Someplace, in a faraway corner of his brain, he hears a piercing noise, a honking. He looks down at his white-knuckled fists gripping the wheel. Honk. He’s at a green light, cars piling up behind him. HOOOONKK.

He puts his left hand over his right because it keeps him from reaching out and grabbing Andrea. I was right?

“When I started to piece this together I figured they just
didn’t want a computer nerd to know more than they did but it’s not that. It’s something else. To be honest, I’m not sure they ever gave a damn about you and your computer.”

He waves her down with a hand. Shut up, shut up! If the computer was right before, then is it right now?

“It’s about something else? Like what? What do you mean they didn’t give a damn about me and the computer?”

“I don’t know.”

“I don’t believe you,” he roars. “It’s a trap, a game.”

Jeremy pictures Evan coming out of her car. Too many coincidences; how can he now, suddenly, take her confession at face value?

Honk
. Finally, he punches the accelerator.

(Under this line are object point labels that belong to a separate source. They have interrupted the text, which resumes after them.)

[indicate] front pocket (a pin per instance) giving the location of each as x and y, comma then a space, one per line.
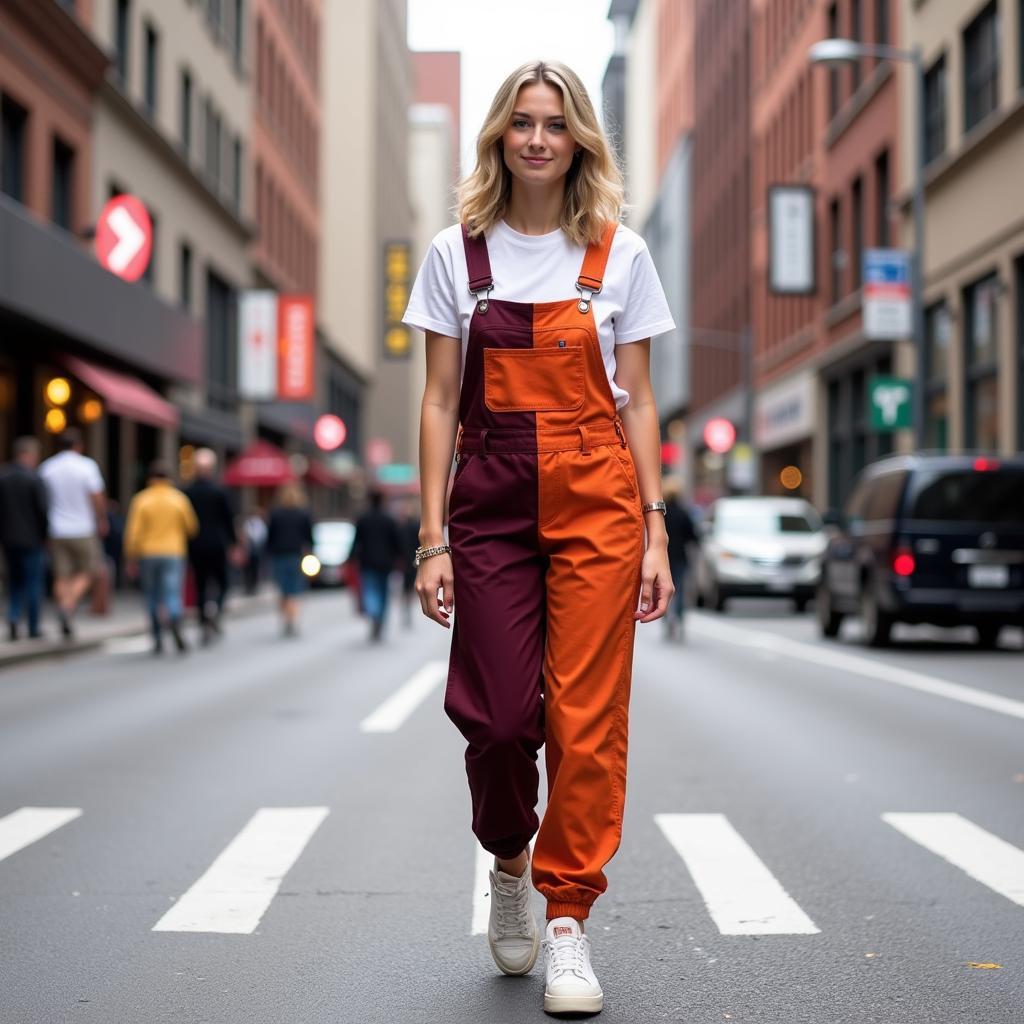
536, 380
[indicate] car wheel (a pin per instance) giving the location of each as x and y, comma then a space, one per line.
988, 635
878, 625
829, 621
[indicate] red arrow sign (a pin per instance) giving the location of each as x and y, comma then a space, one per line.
124, 238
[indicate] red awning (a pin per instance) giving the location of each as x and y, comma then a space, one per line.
125, 395
261, 465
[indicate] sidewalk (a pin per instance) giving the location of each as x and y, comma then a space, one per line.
127, 619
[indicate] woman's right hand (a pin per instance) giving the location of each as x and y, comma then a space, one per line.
436, 574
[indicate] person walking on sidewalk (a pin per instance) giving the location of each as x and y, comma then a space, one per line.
679, 525
77, 522
161, 520
209, 548
538, 310
377, 550
23, 535
289, 537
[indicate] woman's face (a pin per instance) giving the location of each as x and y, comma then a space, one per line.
537, 145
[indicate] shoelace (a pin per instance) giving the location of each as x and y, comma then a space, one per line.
567, 954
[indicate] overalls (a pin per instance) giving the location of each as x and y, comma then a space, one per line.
547, 540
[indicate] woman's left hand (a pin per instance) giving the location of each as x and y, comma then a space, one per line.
656, 587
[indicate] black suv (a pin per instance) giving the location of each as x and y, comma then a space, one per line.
929, 539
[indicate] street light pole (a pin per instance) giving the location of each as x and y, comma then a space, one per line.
842, 51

She continues: “Why would I make up something this embarrassing? Jeremy, please, I can appreciate the skepticism. You’ve gotten the runaround. So have I. Believe me.”

The sound of her voice makes him want to scream. He paws his pocket, feels his cell phone, making sure it’s there. He pictures Emily, her hair half covering her face, sees Kent. What’s he supposed to do; call her? Warn her? Say what?
Emily, you and Kent should arrange transport to the moon, just in case.

In case of what, Jeremy?

The end of the world.

Or maybe, for whatever reason, the government is playing with him—piling lie on lie. Does it have the capacity to mess with his algorithm? Probably, but why? What could its incentive possibly be?

“Give me your phone,” he says.

“Um, no.”

“Fuck you. Log cabin.”

“What?”

“What’s the log cabin?”

“I saw him, Andrea. Evan. I saw you and Evan.”

“What?”

He looks at Andrea. She brings a thumb to her mouth.

“Everything connects together, somehow, all of you. It’s in the V, on Harry’s desk, with the numbers. In the computer.”

“It’s in the computer? What is?”

“Harry’s dead. But you know that.”

“What?” Pause. “Harry Ives?”

Jeremy spits a foul half laugh, opens the door. He starts running.